As described above, the variable length coding quantization control method according to the present invention controls the quantization step non-linearly according to the occupancy of the buffer 3, thereby reducing the risk of underflow or overflow as compared with the conventional linear control. Faster and more effective prevention can be achieved, which in turn guarantees higher quality video signal processing and transmission.

Claims (4)

A method of controlling quantization according to a state of a buffer for receiving variable length coded data and transmitting the stored data at a constant speed, the occupancy ratio of the buffer being underflow risk range (Uc) and safety range (S). Setting and dividing into three ranges of overflow risk range (Oc); Determining which of the three ranges the current occupancy rate of the buffer belongs to; And controlling the current quantization step to be changed according to a nonlinear functional characteristic curve corresponding to a range to which the current occupancy ratio of the buffer belongs. 2. The nonlinear quantization control according to the buffer state of claim 1, wherein the controlling step controls the variation of the quantization step according to the occupancy ratio of the buffer belonging to the safety range S as a result of the determination.
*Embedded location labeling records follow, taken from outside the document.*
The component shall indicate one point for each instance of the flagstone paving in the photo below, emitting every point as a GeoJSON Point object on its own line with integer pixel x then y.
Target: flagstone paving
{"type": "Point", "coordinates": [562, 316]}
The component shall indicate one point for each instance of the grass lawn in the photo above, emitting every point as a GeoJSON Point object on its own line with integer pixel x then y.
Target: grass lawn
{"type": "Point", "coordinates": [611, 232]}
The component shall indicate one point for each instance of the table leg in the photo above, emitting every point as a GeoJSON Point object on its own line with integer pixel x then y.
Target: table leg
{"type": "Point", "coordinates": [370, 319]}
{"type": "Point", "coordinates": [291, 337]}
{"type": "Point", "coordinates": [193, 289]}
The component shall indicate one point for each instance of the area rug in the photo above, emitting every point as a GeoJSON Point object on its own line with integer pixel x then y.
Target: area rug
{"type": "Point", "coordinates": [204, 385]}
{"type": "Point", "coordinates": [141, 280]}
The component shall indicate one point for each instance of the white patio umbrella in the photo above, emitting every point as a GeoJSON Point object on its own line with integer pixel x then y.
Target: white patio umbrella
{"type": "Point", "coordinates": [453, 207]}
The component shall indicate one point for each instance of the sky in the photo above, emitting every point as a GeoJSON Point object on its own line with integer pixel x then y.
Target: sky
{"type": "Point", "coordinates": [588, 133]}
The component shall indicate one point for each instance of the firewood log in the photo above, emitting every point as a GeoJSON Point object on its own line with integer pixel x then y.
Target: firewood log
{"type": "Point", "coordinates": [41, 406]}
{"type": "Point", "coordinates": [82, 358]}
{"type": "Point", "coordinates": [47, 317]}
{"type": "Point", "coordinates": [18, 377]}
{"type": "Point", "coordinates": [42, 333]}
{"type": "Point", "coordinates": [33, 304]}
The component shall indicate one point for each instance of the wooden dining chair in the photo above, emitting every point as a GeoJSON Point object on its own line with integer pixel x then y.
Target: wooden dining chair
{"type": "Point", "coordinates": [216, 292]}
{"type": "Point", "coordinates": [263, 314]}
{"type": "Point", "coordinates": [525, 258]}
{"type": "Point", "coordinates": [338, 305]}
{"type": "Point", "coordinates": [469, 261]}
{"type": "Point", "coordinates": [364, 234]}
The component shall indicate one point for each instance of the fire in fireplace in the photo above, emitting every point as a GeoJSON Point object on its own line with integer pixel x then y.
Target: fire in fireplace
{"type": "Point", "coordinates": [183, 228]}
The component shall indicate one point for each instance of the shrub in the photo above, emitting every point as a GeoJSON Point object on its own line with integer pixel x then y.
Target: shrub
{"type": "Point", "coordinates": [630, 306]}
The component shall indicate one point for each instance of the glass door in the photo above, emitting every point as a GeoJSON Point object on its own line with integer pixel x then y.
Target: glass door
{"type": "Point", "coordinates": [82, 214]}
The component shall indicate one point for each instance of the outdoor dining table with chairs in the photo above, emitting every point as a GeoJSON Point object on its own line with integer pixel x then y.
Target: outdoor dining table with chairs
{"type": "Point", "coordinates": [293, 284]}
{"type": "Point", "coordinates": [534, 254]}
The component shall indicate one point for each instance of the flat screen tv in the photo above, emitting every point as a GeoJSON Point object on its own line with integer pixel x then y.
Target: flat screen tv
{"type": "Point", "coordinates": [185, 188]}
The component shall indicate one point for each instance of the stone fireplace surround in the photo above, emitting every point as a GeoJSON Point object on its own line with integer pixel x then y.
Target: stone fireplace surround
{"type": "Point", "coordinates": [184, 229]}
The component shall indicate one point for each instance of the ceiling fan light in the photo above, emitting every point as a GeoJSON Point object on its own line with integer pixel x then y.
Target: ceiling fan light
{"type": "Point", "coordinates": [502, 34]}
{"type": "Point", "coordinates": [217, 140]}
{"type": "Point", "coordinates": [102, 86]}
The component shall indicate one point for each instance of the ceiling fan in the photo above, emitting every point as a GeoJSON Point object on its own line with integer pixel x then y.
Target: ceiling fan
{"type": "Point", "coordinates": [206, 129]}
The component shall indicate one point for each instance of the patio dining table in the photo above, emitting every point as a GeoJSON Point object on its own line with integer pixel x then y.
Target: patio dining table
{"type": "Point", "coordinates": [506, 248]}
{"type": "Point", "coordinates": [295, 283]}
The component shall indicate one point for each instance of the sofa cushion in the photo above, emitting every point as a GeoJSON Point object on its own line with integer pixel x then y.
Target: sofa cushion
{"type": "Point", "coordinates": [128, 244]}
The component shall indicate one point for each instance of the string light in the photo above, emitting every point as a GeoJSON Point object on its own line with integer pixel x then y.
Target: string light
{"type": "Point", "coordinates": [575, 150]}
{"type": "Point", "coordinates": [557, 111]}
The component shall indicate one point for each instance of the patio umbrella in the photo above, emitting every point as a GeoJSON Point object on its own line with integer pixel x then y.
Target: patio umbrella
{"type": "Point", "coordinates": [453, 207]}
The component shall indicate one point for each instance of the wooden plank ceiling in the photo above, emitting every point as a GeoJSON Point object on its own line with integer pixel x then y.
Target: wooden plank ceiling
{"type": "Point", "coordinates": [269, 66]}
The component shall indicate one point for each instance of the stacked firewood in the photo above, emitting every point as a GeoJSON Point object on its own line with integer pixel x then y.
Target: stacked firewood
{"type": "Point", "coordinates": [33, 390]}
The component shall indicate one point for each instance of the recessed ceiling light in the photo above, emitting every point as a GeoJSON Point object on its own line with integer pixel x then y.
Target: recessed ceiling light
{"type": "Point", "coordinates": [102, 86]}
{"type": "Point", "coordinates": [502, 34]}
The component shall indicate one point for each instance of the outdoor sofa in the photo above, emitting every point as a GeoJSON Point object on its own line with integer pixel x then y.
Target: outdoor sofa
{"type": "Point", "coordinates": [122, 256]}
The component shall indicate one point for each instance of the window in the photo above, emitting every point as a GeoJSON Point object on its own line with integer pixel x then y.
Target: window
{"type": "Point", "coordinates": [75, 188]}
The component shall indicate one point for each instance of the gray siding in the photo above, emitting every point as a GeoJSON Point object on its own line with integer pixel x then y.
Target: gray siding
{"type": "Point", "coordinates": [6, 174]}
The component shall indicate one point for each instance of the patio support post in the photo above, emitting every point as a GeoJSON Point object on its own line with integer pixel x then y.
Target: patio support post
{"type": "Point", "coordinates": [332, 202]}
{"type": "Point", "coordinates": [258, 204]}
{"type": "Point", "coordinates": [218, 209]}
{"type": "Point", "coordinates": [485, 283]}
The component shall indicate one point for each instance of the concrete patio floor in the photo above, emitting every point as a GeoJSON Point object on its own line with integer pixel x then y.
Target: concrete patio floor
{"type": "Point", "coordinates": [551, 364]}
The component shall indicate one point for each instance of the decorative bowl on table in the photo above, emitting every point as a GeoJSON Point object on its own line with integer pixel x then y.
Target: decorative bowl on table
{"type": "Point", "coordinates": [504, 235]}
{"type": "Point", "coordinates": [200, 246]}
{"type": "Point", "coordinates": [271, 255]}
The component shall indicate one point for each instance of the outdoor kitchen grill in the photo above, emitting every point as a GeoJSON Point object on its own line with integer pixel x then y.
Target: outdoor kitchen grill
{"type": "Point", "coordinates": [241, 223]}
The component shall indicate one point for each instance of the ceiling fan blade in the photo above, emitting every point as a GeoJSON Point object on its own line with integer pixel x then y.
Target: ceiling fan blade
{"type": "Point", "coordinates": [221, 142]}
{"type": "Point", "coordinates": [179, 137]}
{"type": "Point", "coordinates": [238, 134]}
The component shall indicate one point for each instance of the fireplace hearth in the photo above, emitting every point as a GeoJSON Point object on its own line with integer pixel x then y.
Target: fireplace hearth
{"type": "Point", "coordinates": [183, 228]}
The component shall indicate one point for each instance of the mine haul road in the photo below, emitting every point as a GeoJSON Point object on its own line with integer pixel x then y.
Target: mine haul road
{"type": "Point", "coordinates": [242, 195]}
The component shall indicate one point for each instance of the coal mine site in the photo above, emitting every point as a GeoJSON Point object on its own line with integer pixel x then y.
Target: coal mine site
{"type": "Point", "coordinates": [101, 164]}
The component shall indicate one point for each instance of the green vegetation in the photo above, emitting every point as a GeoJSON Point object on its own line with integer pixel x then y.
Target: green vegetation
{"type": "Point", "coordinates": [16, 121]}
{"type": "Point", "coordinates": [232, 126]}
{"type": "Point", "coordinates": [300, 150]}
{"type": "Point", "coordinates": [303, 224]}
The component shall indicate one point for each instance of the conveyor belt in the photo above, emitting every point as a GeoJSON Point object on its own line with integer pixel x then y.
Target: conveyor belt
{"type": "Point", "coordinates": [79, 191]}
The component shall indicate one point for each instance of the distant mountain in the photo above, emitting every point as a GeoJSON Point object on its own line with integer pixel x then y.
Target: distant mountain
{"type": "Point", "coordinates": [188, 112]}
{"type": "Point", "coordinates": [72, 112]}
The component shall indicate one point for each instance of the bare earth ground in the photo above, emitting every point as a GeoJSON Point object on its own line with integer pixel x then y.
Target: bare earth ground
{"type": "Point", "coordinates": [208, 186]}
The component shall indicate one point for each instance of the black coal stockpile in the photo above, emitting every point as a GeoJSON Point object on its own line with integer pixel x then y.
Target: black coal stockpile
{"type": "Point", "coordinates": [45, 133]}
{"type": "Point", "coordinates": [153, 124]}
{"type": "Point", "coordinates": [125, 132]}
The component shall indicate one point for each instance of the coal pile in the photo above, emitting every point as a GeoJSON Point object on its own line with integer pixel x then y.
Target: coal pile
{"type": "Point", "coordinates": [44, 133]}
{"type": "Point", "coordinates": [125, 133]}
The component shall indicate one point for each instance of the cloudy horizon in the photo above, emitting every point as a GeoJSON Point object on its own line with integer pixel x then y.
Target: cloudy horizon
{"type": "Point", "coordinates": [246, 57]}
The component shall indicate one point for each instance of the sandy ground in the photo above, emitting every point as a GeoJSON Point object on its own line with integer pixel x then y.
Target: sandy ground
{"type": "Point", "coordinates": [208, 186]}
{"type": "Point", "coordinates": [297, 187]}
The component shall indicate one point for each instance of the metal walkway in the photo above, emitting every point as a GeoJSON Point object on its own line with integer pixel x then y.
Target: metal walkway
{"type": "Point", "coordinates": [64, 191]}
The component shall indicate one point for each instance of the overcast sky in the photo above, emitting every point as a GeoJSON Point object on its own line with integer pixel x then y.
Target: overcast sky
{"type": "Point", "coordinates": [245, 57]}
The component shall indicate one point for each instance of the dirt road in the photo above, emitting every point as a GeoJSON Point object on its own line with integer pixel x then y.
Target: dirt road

Way. The method of claim 1, wherein the controlling of the control unit comprises controlling the variation of the quantization step according to the occupancy of the buffer so that the inflow data of the buffer whose current occupancy of the buffer falls under the underflow risk range Uc is increased. Nonlinear quantization control method according to the buffer state characterized in. The method of claim 1, wherein the controlling step controls the variation of the quantization step according to the occupancy of the buffer so that if the current occupancy of the buffer belongs to the overflow risk range (Oc), the inflow data of the buffer is rapidly reduced. Nonlinear quantization control method according to the buffer state, characterized in that.